そこにぽつんと立つひとりの女性。遠くからでも美人に見えるその人は、じっと川面を眺め、身動きひとつしない。風に吹かれた長い髪がかすかになびく程度だった。
私は構図もなにも考えず思わずシャッターを切った。次はちゃんと撮ろうと再びカメラを構えたとき、女性の姿は忽然と消えていた。そのときは、女性がどこかに移動したものだと思い、たいして気にもとめずにいた。
次に見たのは、一ヶ月後の与論島だった。海に沈む大きな夕陽を撮りたくて、茶花の海岸に訪れたときだ。六月なのに、すでに真夏の暑さを思わせるビーチは、遊び足りない若者たちがまだ数人残っており、私のイメージにびったりの映像が撮れそうな気がした。ファインダーをのぞいて何度かシャッターを切る。その最中、予告もなく女性が現れた。赤い夕陽を正面に受け、女性の長い影が砂浜に伸びる。それは息をのむほど美しかった。
鴨川の人だ……。
一度しか、しかも一瞬しか見ていなかったのに、どういうわけかその人が京都で見た女性と同一人物だと確信した。私は夢中でシャッターを切った。ひとしきり撮ってカメラを下ろすと、さっきまで確かにいたはずの女性は消えていた。そして不思議なことに、私のカメラの中には、一枚たりとも彼女の映像は残っていなかった。
「お前さんの妄想じゃないの。奥さんが亡くなったからって、まだ一年だろ、妄想するには早すぎるよ。ていうか、ボケが始まった?」
友人の田代が小バカにしたように笑う。
「バカな。女性は確かにいたんだよ」と言いながらも自信がなくなってくる。
学生時代に少しハマったカメラを再び始めたのは、五年前に定年退職をしてからだ。第二の人生を謳歌していた矢先、妻が病気で亡くなってしまった。それからというもの、寂しさをまぎらわせるために、日本中、ひとりで撮影旅行に出かけていた。
私は田代を悔しがらせたくて、得意気に言ってみた。
「すっごい美人でさあ。この世のものとは思えないほどのオーラがあったんだよ。今度、現れたら、絶対撮ってくるから楽しみにしといてよ」
「はいはい、待ってますよ」と、田代はまた笑った。
「今、家を出るよ」と娘に電話をした。受話器の向こうで孫のはしゃぐ声がする。「気をつけてね。いってらっしゃい」
どこへ? いつ帰ってくるの? ホテルの電話番号は? など、なにも聞かれない。
次は息子にメールをした。仕事中だろうから、気を遣ってのことだ。「了解」と二文字だけの返信がきた。それぞれ家庭を持って、親の心配どころではないのだろうが、少しは気にかけてくれてもいいのではないか、と不満がつのる。

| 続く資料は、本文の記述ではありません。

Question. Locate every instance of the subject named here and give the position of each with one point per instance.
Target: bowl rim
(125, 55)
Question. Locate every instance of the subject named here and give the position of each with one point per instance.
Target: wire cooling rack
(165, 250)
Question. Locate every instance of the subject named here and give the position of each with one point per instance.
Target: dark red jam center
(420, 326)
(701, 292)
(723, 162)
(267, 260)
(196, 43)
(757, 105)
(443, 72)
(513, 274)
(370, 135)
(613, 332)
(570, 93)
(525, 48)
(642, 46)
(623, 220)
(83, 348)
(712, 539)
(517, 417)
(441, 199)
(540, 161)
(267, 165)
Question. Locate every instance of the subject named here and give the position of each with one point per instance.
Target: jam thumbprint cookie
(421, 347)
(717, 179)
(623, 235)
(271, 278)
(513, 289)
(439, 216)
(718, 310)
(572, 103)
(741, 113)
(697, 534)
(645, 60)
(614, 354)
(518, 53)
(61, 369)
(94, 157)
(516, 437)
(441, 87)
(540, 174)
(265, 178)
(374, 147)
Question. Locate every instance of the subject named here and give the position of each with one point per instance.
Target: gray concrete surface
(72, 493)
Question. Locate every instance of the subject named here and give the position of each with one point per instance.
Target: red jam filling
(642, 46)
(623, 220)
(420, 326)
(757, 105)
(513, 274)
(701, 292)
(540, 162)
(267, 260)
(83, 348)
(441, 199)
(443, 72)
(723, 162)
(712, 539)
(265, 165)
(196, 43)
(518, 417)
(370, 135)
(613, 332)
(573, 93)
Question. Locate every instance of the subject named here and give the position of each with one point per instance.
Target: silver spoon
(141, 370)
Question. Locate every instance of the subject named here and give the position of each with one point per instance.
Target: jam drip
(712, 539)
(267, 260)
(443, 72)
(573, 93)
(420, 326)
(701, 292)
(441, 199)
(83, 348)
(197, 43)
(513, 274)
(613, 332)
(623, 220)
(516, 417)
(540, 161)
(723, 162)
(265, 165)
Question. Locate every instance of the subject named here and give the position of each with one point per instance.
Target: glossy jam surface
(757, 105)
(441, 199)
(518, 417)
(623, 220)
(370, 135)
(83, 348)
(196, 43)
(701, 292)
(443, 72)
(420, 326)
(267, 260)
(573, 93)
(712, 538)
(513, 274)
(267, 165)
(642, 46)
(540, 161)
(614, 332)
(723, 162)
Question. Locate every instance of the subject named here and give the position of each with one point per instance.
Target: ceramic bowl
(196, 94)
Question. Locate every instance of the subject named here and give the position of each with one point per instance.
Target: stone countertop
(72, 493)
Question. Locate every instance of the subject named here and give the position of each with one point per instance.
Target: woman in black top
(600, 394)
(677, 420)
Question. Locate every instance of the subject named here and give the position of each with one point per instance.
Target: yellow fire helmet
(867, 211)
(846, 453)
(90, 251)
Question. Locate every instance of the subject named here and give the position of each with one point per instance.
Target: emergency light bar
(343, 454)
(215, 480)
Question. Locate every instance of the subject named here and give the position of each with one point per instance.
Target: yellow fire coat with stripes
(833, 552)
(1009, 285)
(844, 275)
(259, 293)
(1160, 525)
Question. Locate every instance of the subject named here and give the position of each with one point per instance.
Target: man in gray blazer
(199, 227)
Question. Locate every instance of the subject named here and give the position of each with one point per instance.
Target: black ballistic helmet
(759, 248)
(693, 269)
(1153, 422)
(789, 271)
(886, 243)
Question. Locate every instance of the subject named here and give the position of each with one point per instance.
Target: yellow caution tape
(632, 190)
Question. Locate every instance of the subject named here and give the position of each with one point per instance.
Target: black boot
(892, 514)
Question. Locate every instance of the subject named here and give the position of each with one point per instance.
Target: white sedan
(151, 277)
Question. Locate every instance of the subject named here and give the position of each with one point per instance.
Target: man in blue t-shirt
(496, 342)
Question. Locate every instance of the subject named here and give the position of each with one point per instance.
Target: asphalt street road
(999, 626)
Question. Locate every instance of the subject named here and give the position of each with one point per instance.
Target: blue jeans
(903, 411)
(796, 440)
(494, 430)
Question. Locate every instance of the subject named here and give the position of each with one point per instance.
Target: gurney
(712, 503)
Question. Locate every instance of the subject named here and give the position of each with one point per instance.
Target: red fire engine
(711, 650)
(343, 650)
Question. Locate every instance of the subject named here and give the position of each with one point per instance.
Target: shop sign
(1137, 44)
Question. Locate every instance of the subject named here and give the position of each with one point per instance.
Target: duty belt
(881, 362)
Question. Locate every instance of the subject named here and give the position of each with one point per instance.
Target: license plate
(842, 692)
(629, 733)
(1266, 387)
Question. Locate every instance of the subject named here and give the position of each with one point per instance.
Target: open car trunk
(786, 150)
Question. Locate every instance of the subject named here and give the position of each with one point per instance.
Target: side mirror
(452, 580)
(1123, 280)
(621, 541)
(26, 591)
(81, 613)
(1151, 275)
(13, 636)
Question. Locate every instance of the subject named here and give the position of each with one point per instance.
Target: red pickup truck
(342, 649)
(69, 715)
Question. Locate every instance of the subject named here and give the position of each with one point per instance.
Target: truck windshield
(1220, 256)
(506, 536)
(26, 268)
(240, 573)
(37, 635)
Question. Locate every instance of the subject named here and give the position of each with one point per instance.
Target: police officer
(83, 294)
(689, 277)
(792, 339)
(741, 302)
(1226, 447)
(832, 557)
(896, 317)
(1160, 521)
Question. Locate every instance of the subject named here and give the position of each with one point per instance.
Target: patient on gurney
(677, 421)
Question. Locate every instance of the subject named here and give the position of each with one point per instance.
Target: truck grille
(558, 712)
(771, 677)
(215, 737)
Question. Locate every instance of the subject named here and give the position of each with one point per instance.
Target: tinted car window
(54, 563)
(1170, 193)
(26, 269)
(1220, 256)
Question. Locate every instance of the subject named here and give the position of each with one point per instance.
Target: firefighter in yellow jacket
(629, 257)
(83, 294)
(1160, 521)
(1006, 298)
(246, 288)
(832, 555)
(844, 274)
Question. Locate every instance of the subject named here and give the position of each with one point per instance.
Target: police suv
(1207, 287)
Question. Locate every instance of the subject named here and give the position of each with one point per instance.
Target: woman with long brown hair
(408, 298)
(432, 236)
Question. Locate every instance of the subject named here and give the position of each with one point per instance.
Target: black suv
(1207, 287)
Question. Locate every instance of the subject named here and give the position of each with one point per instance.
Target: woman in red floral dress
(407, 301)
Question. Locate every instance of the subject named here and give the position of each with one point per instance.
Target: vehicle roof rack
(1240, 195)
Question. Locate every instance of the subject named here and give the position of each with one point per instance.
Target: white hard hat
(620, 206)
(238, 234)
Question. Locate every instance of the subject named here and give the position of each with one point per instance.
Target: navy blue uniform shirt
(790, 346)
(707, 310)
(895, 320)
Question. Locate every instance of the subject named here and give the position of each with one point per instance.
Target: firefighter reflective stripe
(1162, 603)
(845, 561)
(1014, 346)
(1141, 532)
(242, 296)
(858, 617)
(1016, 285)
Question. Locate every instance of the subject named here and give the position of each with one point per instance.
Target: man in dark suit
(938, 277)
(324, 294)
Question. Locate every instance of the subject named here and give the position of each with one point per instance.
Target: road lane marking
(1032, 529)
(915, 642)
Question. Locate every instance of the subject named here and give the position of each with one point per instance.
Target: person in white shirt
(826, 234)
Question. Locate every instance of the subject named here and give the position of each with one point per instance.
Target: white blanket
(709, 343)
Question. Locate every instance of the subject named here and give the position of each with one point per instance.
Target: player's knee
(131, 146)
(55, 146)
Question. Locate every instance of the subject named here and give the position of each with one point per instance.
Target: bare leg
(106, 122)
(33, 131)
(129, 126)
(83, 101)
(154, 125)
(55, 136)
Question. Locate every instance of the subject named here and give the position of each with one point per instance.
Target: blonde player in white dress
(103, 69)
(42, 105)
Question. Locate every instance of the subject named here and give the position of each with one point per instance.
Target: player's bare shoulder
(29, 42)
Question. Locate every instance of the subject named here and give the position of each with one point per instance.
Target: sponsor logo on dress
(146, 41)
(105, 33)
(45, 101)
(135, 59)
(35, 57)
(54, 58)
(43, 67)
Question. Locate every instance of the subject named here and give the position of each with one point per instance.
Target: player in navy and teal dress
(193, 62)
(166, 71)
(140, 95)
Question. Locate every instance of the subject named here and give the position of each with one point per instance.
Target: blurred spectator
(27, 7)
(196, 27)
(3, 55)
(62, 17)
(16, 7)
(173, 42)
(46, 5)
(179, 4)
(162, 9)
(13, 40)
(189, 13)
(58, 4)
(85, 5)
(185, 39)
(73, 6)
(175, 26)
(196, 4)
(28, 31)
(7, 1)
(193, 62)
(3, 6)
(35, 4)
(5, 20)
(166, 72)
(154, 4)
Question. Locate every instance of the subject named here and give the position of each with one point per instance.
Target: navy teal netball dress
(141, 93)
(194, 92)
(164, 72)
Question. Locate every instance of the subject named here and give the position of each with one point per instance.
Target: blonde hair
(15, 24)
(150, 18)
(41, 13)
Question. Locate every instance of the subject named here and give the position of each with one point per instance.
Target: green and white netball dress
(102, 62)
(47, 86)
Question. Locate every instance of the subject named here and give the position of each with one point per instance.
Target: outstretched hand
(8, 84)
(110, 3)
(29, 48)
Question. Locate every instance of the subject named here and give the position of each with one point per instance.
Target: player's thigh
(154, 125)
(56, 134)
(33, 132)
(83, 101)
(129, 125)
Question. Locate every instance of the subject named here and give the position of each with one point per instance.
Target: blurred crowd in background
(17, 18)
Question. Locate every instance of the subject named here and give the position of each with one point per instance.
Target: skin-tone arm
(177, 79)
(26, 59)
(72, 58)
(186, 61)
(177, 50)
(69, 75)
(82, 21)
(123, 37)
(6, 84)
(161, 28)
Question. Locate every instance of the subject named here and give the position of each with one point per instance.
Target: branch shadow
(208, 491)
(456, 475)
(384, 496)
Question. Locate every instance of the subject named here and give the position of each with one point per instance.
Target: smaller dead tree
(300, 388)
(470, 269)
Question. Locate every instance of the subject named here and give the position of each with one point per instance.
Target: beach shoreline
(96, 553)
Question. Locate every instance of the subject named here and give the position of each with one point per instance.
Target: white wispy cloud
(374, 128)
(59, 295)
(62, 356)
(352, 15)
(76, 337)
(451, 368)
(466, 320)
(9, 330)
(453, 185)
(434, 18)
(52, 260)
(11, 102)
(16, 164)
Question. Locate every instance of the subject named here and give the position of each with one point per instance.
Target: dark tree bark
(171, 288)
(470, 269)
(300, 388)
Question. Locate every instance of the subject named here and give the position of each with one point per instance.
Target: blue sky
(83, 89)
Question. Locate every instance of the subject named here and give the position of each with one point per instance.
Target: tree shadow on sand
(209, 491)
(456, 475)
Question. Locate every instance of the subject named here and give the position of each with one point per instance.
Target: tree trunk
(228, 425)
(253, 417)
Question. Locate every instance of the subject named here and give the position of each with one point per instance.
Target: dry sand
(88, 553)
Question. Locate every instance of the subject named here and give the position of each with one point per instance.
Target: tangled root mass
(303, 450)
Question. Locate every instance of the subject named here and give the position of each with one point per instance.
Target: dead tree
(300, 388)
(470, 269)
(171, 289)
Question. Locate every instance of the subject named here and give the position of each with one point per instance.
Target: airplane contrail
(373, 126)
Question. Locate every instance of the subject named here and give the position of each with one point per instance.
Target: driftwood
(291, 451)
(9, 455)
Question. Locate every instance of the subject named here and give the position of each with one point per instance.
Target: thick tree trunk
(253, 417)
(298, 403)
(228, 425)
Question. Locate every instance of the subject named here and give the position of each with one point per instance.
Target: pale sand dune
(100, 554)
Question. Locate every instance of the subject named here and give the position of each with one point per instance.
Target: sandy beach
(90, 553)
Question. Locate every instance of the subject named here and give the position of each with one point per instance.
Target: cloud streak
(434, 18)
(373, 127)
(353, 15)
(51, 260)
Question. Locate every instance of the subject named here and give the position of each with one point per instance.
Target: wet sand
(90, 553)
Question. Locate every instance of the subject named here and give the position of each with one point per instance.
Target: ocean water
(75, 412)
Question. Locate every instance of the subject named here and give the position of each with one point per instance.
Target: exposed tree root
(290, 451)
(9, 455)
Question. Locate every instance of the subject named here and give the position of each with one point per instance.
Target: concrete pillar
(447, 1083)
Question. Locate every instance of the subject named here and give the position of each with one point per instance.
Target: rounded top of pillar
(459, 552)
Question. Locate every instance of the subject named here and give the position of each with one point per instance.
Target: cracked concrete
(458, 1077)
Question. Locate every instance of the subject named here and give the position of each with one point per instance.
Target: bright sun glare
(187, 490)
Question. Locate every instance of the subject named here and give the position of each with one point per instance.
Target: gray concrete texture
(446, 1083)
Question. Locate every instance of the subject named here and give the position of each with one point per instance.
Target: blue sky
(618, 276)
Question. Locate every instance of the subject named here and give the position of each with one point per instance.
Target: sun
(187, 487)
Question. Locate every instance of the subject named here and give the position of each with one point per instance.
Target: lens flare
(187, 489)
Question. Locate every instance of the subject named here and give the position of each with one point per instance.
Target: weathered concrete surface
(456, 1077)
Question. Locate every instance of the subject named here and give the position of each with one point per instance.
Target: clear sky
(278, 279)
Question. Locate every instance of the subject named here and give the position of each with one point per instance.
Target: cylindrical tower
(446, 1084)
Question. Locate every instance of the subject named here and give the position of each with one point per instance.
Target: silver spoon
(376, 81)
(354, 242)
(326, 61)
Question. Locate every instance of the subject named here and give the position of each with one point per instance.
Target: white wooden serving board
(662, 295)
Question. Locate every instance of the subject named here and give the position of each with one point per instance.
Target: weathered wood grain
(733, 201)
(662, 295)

八ヶ岳の秋は早かった。すでに紅葉が始まっており、白駒池の水面に映るダケカンバやカラマツの黄金色、ドウダンツツジの赤がこの世のものとは思えないほど美しい。なるべく人のいない場所をと、湖畔を三十分ほど歩き回り、絶好の撮影スポットを見つけた。少し小高くなっていて、湖を大きく見渡せる。
さまざまな構図でシャッターを切った。納得するまで何度も切った。これを最後にしようとカメラを向けたときだ。あの女性が現れたのだ。湖の対岸にたたずみ、こちらを見ている。顔はよく見えないが、遠くからでも美人であることがわかる。
今度こそ撮るぞ。田代の鼻を明かしてやる。待っていろよ、田代。
目いっぱいズームをしてもまだ足りず、私の体は前へ前へと進む。ああ、見えてきた。息をのむほど美しい。あの人の元へ少しでも近づきたい。
「あぶないっ!」突然の声に私はわれに返った。足元を見ると、もう少しで湖に転落しそうなほどがけっぷちまで来ていた。
「出ましたね、誘い女。気をつけてくださいよ、おたく、殺されますよ」
気づくと、見知らぬ男が私の腕をつかんでいた。
「誘い女はいつも水辺にいて、欲する男の前に現れるんですよ。あなた、欲してるんでしょ」
「……欲してなんか……いませんよ」
「それならいいんですがね」男はにやりと笑うと林の奥に消えた。
なんだよ、誘い女って……。
その瞬間、私は思い出した。今朝、仏壇の妻に何も言わずに出てきたことを。私はカメラをかかえると、転がるようにして苔むした林の中を走った。